I feel as though the Hebrew Bible is unfairly scapegoated for our western view of total dominion (indeed, it is rather cheaply scapegoated on many issues, “Old Testament” is synonymous with cruelty and wrath, possibly due to residual anti-semitism), when in fact, some passages in the OT, such as Isaiah 40:15 seem to reject the notion that the universe revolves around us, and the law of Moses includes what is likely the earliest legislation for animal welfare (Exodus 23:12, Deuteronomy 25:4). Indeed, Judaism has always prohibited unnecessary cruelty towards animals, going back as far as Philo of Alexandria, who interpreted the milk and meat prohibition as a prohibition against cruelty. The later Rabbis developed the principles of Tsa’ar Baalei Chaim (relieving animal pain) and Bal Tashhit (against waste), showing that concern for the non-human world is not a new development in Judaism.

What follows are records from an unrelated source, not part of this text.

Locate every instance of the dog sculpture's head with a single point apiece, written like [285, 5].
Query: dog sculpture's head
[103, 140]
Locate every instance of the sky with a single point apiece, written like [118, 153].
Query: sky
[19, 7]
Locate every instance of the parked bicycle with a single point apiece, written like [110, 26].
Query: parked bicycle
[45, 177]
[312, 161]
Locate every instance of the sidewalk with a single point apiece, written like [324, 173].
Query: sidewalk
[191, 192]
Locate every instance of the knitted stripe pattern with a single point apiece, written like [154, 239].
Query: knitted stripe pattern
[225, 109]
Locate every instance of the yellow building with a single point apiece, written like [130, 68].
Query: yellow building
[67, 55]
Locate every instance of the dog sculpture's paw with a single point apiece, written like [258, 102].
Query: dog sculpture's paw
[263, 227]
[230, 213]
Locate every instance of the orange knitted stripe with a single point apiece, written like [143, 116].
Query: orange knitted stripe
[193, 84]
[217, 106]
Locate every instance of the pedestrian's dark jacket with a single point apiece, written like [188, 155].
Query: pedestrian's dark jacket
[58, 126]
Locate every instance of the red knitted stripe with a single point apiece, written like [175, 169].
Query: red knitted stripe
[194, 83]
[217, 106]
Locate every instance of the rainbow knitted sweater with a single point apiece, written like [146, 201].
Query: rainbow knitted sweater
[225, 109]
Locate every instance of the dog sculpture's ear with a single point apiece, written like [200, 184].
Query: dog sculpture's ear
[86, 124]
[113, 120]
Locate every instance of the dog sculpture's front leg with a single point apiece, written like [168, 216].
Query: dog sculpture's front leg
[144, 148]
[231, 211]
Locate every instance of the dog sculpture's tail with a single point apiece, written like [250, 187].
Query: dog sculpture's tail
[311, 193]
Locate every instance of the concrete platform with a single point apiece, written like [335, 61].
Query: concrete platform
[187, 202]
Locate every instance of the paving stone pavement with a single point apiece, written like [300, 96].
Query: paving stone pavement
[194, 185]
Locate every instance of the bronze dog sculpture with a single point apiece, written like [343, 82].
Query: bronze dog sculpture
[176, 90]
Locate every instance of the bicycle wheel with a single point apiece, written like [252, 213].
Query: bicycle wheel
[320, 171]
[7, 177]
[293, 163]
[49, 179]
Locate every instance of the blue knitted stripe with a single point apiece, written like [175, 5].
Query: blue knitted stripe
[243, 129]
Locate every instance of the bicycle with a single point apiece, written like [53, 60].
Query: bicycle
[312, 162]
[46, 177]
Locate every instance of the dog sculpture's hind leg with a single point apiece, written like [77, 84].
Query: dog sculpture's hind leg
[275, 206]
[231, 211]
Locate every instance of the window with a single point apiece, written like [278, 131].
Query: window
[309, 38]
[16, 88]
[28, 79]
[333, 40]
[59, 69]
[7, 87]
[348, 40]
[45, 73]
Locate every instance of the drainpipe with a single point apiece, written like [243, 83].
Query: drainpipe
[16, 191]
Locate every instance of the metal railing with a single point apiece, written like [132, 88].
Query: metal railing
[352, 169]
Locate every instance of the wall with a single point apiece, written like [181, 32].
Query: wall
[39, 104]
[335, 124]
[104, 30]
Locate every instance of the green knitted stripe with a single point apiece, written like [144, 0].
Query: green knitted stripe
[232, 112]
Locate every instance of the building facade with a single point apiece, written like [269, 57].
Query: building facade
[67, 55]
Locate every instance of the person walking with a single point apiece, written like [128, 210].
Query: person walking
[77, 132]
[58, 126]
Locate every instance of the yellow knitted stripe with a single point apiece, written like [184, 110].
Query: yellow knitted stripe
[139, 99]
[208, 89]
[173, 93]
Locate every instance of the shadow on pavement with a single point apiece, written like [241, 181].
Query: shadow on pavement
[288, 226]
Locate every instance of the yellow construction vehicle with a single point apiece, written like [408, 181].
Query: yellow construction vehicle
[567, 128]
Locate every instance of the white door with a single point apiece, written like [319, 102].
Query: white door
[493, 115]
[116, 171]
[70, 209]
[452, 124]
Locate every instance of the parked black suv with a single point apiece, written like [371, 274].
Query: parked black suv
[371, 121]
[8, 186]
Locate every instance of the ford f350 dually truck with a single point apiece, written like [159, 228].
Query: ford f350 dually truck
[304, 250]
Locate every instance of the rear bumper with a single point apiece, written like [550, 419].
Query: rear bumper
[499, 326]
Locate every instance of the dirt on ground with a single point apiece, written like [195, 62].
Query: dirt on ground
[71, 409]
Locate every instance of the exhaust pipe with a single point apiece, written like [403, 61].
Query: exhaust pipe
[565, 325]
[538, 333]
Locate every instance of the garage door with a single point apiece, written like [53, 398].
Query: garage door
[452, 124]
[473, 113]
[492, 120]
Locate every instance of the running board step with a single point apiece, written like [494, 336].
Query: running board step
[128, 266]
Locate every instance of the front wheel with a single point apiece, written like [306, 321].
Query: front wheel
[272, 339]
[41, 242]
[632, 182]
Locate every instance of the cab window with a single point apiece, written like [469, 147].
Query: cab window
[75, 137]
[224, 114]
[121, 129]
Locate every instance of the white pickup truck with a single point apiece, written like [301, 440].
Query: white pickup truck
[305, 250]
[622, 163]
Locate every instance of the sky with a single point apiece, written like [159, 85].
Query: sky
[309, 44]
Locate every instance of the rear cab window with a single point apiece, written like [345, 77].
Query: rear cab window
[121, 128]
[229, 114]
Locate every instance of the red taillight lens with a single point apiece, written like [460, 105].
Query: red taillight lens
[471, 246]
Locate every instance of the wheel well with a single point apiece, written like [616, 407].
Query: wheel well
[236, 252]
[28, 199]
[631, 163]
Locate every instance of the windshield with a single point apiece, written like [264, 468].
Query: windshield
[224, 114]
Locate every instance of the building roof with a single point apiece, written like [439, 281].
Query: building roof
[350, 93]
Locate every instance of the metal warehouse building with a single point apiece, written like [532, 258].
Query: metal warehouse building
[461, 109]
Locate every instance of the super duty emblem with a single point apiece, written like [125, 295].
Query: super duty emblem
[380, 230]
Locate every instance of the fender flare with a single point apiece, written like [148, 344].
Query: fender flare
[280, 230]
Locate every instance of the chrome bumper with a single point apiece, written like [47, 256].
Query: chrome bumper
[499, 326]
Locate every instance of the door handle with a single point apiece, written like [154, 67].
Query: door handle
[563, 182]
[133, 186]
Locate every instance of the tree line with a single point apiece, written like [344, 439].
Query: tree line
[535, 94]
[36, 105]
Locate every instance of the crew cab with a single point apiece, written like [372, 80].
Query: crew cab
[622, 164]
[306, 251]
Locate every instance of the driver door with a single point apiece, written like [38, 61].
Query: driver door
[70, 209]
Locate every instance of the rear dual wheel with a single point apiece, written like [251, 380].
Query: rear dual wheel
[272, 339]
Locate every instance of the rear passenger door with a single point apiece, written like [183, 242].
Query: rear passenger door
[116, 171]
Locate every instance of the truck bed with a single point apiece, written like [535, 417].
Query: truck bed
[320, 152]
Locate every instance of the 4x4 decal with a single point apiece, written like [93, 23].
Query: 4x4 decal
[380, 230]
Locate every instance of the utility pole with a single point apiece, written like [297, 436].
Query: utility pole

So I feel as though the Christian New Testament is probably more to blame. The New Testament, especially the story of the Gadarene Demoniacs, and 1 Corinthians 9:9, seem to demonstrate a lack of concern for animals. Indeed, this is how virtually all Christians (with exceptions) saw things until the modern era. Augustine said that humans have no duties towards animals, whilst Aquinas thought we only had indirect duties to prevent cruelty to humans. Unlike in other religions, concern for animals seems to be a novel idea in Christendom.
It is true however, that when concern for animals did arise in the west, it arose primarily among the devout, particularly amongst English Puritans, who banned bear baiting, and later Evangelicals, who founded the RSPCA in the 19th century. This is a positive contribution of Christianity, but Christianity was still late to the stage compared to Judaism, and other religions.
I consider this to be a major shortcoming of Christianity, and one of the main reasons why I am not a Christian. How do ecologically minded Christians deal with these parts of the NT?